Blog Details

bangunan hijau

Cara Mendapatkan Sertifikasi Bangunan Gedung Hijau yang Tepat

Sertifikasi Bangunan Gedung Hijau menjadi standar penting bagi industri properti. Hal ini jadi bukti komitmen terhadap kelestarian lingkungan serta efisiensi sumber daya. Pemerintah Indonesia, melalui Kementerian Pekerjaan Umum dan Perumahan Rakyat (PUPR), telah menetapkan kerangka regulasi untuk mendorong penerapan bangunan hijau. 

Terutama dalam rangka mewujudkan visi Indonesia Emas 2045 dan Rencana Pembangunan Jangka Panjang Nasional (RPJPN) 2025-2045.

Langkah-Langkah Mendapatkan Sertifikasi Bangunan Gedung Hijau

Sertifikasi Bangunan Gedung Hijau (BGH) ialah tanda sah bahwa gedung sudah memenuhi standar teknis untuk penghematan energi, air dan sumber daya lain yang terukur.
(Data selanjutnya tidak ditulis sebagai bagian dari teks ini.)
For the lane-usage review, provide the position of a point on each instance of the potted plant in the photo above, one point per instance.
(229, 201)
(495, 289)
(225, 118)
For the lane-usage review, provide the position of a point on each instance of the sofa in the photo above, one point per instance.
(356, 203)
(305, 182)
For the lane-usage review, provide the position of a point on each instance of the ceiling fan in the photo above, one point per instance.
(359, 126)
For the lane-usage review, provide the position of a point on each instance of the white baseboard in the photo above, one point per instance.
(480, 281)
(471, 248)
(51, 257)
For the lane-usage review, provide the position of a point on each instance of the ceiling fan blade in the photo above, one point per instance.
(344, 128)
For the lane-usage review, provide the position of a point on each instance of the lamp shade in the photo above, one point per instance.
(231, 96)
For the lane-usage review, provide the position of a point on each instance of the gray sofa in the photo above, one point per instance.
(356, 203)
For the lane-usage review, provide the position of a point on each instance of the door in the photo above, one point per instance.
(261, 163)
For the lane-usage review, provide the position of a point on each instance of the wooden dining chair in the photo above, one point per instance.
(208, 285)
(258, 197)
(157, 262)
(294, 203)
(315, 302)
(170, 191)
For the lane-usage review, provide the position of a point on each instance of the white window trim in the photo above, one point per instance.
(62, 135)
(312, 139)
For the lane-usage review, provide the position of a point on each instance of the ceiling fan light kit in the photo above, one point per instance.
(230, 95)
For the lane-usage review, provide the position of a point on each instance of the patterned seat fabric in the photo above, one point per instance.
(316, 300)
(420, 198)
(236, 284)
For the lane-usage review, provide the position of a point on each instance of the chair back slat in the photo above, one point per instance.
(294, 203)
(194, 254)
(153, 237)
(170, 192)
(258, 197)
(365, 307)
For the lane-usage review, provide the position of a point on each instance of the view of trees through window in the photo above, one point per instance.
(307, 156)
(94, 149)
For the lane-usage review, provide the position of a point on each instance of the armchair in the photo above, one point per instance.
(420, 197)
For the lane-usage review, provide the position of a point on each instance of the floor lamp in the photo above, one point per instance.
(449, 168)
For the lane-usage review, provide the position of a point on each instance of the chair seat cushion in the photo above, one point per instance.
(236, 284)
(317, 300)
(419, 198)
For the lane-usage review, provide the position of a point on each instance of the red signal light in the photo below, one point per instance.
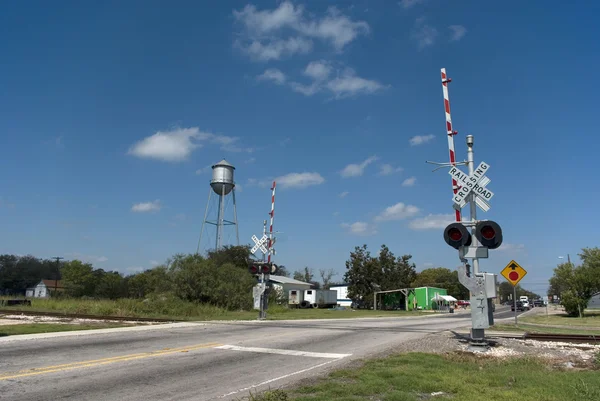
(488, 232)
(455, 234)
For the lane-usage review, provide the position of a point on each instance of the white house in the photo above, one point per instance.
(594, 301)
(342, 290)
(283, 285)
(43, 289)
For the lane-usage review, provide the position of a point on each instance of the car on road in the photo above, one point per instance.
(519, 305)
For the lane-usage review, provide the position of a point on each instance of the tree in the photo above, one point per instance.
(576, 285)
(362, 271)
(78, 278)
(237, 255)
(197, 279)
(443, 278)
(326, 276)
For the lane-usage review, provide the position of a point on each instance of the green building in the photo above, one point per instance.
(421, 298)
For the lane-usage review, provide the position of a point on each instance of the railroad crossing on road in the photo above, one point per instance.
(475, 184)
(259, 244)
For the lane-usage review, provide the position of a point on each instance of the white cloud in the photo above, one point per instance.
(318, 70)
(359, 228)
(349, 84)
(458, 32)
(387, 169)
(204, 170)
(506, 247)
(420, 139)
(145, 207)
(274, 75)
(345, 84)
(425, 35)
(177, 145)
(276, 49)
(356, 170)
(398, 211)
(299, 180)
(263, 27)
(409, 3)
(409, 182)
(432, 221)
(86, 258)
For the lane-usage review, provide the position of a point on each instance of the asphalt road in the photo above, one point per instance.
(196, 361)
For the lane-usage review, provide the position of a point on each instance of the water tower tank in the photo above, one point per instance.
(222, 182)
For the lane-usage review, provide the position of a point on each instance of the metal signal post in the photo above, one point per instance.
(472, 238)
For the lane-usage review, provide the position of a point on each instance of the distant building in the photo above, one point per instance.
(424, 298)
(283, 285)
(342, 294)
(594, 301)
(43, 289)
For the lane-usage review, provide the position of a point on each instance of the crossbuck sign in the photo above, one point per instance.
(260, 243)
(475, 184)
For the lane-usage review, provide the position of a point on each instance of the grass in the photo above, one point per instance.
(590, 319)
(459, 376)
(174, 308)
(35, 328)
(522, 328)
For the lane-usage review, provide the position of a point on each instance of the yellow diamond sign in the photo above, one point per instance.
(513, 272)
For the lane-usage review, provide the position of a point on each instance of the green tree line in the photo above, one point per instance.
(575, 285)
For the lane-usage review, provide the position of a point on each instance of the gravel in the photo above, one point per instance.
(559, 353)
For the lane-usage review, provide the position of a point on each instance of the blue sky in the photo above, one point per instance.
(108, 105)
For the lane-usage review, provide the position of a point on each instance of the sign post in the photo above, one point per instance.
(513, 273)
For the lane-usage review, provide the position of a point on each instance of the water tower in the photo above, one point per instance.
(221, 195)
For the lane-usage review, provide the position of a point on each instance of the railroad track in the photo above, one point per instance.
(567, 338)
(82, 316)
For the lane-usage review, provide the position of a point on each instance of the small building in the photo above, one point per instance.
(423, 298)
(342, 294)
(283, 285)
(44, 288)
(594, 301)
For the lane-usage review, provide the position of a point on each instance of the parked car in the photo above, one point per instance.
(519, 305)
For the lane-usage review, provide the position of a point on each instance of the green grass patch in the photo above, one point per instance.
(460, 376)
(35, 328)
(177, 309)
(591, 319)
(521, 328)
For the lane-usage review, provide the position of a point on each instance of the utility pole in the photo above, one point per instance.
(58, 259)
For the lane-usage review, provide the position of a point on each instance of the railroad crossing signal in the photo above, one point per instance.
(259, 243)
(487, 232)
(262, 268)
(513, 272)
(475, 183)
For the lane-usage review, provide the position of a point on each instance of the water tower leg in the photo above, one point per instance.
(220, 218)
(204, 221)
(237, 231)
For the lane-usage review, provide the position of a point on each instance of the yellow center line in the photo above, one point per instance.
(103, 361)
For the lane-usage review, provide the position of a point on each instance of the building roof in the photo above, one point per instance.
(54, 283)
(287, 280)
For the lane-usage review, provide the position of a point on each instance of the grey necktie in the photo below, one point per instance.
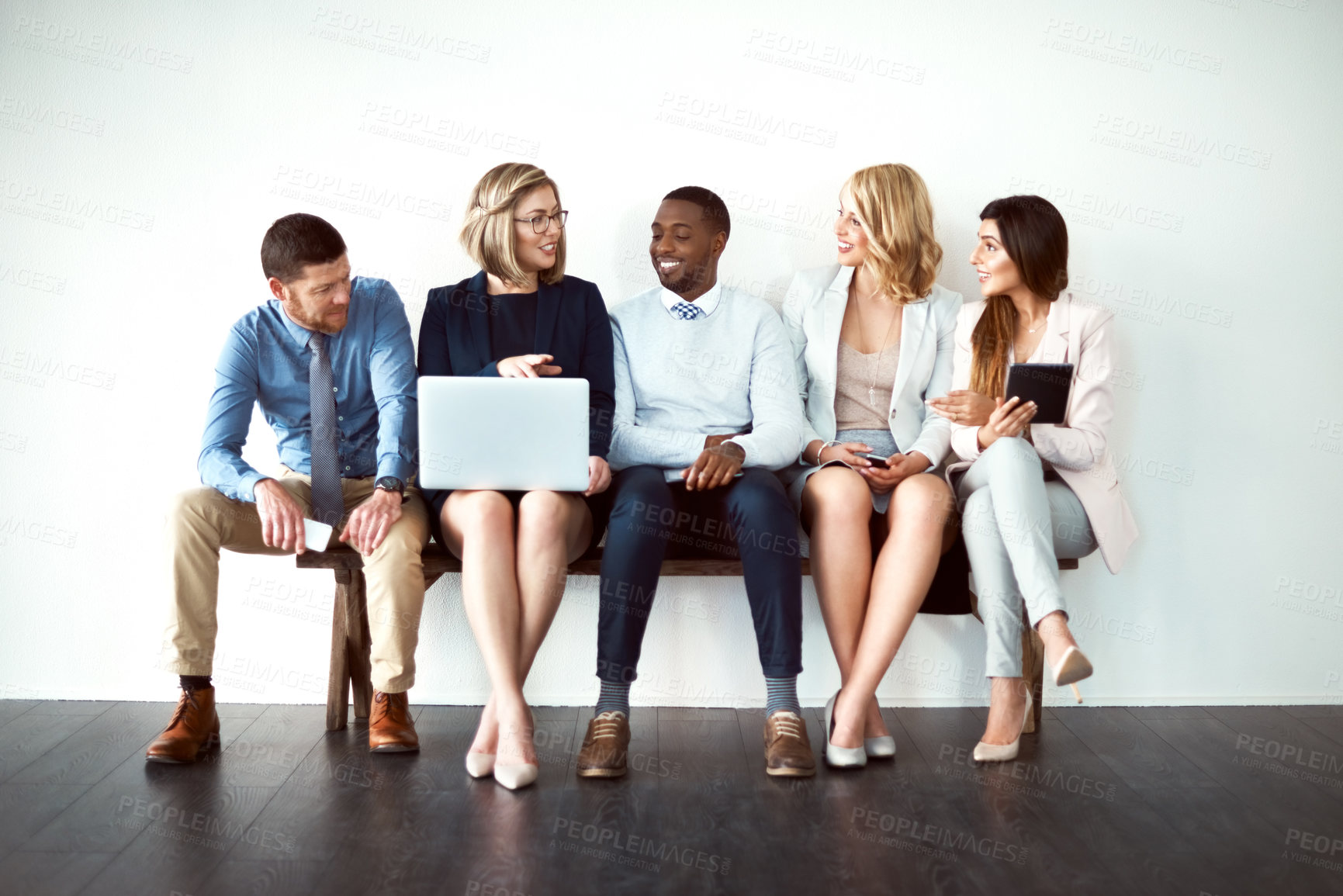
(328, 503)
Dasarnya ialah Permen PUPR 21/2021 tentang penilaian kinerja gedung hijau yang menurunkan PP 16/2021 sebagai pelaksanaan UU 28/2002 tentang bangunan gedung. 

Izin ini berlaku untuk gedung pemerintah, fasilitas umum, bangunan komersial, gudang, hingga rumah. Berikut ini panduan untuk mendapatkan sertifikasi BGH yang benar:

  1. Perencanaan Awal

Langkah pertama adalah memahami apakah bangunan termasuk dalam kategori wajib atau anjuran berdasarkan Permen PUPR No. 21/2021. Bangunan pemerintah dan gedung komersial tertentu misalnya, gedung lima lantai dengan luas 50.000 m² umumnya wajib bersertifikat, sementara bangunan lain dapat mendaftar secara sukarela.

  1. Penilaian Mandiri

Penilaian mandiri terhadap bangunan yang akan dibangun berdasarkan kriteria BGH penting agar bisa tahu perlu sertifikasi atau tidak. Terdapat 165 poin yang mencakup tujuh kategori penilaian:

  1. Pengelolaan tapak.
  2. Efisiensi energi.
  3. Efisiensi air.
  4. Kualitas udara dalam ruangan.
  5. Penggunaan material ramah lingkungan.
  6. Pengelolaan sampah.
  7. Pengelolaan air limbah.
  8. Penyusunan Dokumen dan Pendaftaran

Dokumen pendukung, termasuk desain arsitektur, perhitungan efisiensi energi, rencana pengelolaan limbah dan lain-lain perlu dikumpulkan. 

Untuk bangunan baru, proses dimulai dari fase perencanaan, konstruksi, operasional, hingga demolisi. Proyek bisa didaftarkan melalui Sistem Informasi Manajemen Bangunan Gedung PUPR. Sertifikasi BGR tidak dipungut biaya.

  1. Penilaian Otoritas Lokal

Setelah laporan penilaian mandiri diserahkan, otoritas lokal seperti Dinas Perumahan dan Kawasan Permukiman akan meninjau dokumen dan melakukan kunjungan lapangan untuk memverifikasi kesesuaian antara dokumen dan kondisi nyata. Proses ini mungkin melibatkan diskusi dan umpan balik untuk memastikan kepatuhan.

  1. Perolehan Sertifikasi

Setelah assessment selesai dan semua requirements terpenuhi, otoritas akan menerbitkan sertifikat. Masa berlaku sertifikat adalah 5 tahun, sama dengan Sertifikasi Laik Fungsi (SLF). Berikut ini tingkat sertifikat berdasarkan akumulasi poin:

  1. Pratama minimal 75 poin.
  2. Madya minimal 108 poin.
  3. Utama minimal 132 poin.

Mendapatkan Sertifikasi Bangunan Gedung Hijau mendukung komitmen kesehatan dan juga meningkatkan nilai properti dan efisiensi operasional. Developer, pemilik bangunan dan pemerintah dapat bersama-sama mewujudkan pembangunan gedung yang berkualitas dan ramah lingkungan.